HMR-Net: Hierarchical Modular Routing for Cross-Domain Object Detection in Aerial Images

Despite advances in object detection, aerial imagery remains a challenging domain, as models often fail to generalize across variations in spatial resolution, scene composition, and semantic label coverage. Differences in geographic context, sensor characteristics, and object distributions across datasets limit the capacity of conventional models to learn consistent and transferable representations. Shared methods trained on such data tend to impose a unified representation across fundamentally different domains, resulting in poor performance on region-specific content and less flexibility when dealing with novel object categories. To address this, we propose a novel modular learning framework that enables structured specialization in aerial detection. Our method introduces a hierarchical routing mechanism with two levels of modularity: a domain routing layer that uses latent geographic embeddings to assign inputs to domain-specialized expert modules, and a scene routing mechanism that allocates image subregions to scene-specific expert modules. This allows our method to specialize across datasets and within complex scenes. Additionally, the framework contains a conditional expert module that uses external semantic information (e.g., category names or textual descriptions) to enable detection of novel object categories during inference, without the need for retraining or fine-tuning. By moving beyond monolithic representations, our method provides an adaptive framework for remote sensing object detection. Comprehensive evaluations on four datasets highlight improvements in multi-dataset generalization, region-level specialization, and open-category detection.

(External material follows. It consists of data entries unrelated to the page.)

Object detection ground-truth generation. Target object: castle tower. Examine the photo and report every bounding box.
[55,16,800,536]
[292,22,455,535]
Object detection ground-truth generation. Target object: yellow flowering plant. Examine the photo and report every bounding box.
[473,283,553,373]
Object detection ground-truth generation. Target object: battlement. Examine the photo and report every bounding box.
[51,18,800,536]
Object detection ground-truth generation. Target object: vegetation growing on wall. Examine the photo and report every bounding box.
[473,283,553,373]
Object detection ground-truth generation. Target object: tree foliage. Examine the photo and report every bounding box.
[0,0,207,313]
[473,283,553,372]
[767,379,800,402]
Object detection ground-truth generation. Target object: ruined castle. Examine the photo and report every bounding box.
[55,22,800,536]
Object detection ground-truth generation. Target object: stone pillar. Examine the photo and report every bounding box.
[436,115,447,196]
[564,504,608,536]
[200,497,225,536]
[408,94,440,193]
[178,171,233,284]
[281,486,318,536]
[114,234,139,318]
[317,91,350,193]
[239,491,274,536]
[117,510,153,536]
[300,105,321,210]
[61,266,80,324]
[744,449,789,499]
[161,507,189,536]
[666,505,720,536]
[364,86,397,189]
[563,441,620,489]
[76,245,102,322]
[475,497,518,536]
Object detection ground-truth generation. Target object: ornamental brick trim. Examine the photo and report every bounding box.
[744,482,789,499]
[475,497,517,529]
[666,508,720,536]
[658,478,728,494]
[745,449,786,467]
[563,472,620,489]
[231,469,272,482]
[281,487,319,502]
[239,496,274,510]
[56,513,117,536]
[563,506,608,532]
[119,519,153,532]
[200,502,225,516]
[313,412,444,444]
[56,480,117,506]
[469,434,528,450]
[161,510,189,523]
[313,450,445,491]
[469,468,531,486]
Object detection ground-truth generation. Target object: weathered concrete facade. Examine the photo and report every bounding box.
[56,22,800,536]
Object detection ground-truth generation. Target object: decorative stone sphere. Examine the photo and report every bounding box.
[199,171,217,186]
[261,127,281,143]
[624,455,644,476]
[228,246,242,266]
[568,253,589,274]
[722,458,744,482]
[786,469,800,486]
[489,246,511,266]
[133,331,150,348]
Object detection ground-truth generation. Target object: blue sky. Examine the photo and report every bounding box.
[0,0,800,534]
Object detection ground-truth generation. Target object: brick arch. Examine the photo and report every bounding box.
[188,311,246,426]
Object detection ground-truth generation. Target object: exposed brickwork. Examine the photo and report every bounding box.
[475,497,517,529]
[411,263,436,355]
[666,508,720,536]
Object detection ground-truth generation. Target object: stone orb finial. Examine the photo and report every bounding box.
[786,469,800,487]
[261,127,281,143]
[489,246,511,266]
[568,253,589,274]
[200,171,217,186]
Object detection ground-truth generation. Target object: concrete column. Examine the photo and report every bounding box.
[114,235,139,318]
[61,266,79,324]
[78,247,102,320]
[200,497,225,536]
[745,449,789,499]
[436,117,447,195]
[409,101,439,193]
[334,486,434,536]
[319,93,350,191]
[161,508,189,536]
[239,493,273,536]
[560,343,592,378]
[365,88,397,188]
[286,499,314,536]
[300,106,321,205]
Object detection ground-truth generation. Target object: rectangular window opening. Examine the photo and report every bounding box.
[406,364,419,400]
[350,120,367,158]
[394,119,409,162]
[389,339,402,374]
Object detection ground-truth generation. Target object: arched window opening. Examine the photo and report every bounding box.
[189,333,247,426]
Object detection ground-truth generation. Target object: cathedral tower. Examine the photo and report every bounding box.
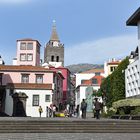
[44,21,64,67]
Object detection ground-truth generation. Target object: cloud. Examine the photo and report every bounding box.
[0,0,31,4]
[65,34,138,66]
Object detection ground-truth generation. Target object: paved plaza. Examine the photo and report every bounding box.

翻译：尽管目标检测技术取得了进展，航空图像仍是一个具有挑战性的领域，因为模型往往难以在空间分辨率、场景构成和语义标签覆盖范围的变化中实现泛化。不同数据集在地理环境、传感器特性和物体分布上的差异，限制了传统模型学习一致且可迁移的表征能力。基于此类数据训练的共享方法倾向于在不同域之间强加统一表征，导致针对区域特定内容表现不佳，且处理新物体类别时缺乏灵活性。为此，我们提出一种新型模块化学习框架，能够在航空检测中实现结构化专门化。该方法引入了一种具有两层模块化结构的层级路由机制：域路由层利用潜在地理嵌入将输入分配给域专用专家模块，场景路由机制则将图像子区域分配给场景专用专家模块。这使我们的方法能够在不同数据集及复杂场景内部实现专门化。此外，该框架包含一个条件专家模块，可利用外部语义信息（如类别名称或文本描述），在无重训练或微调的条件下实现对新物体类别的推理检测。通过突破单体式表征，我们的方法为遥感目标检测提供了自适应框架。在四个数据集上的全面评估表明，该方法在多数据集泛化、区域级专门化及开放类别检测方面均取得了显著提升。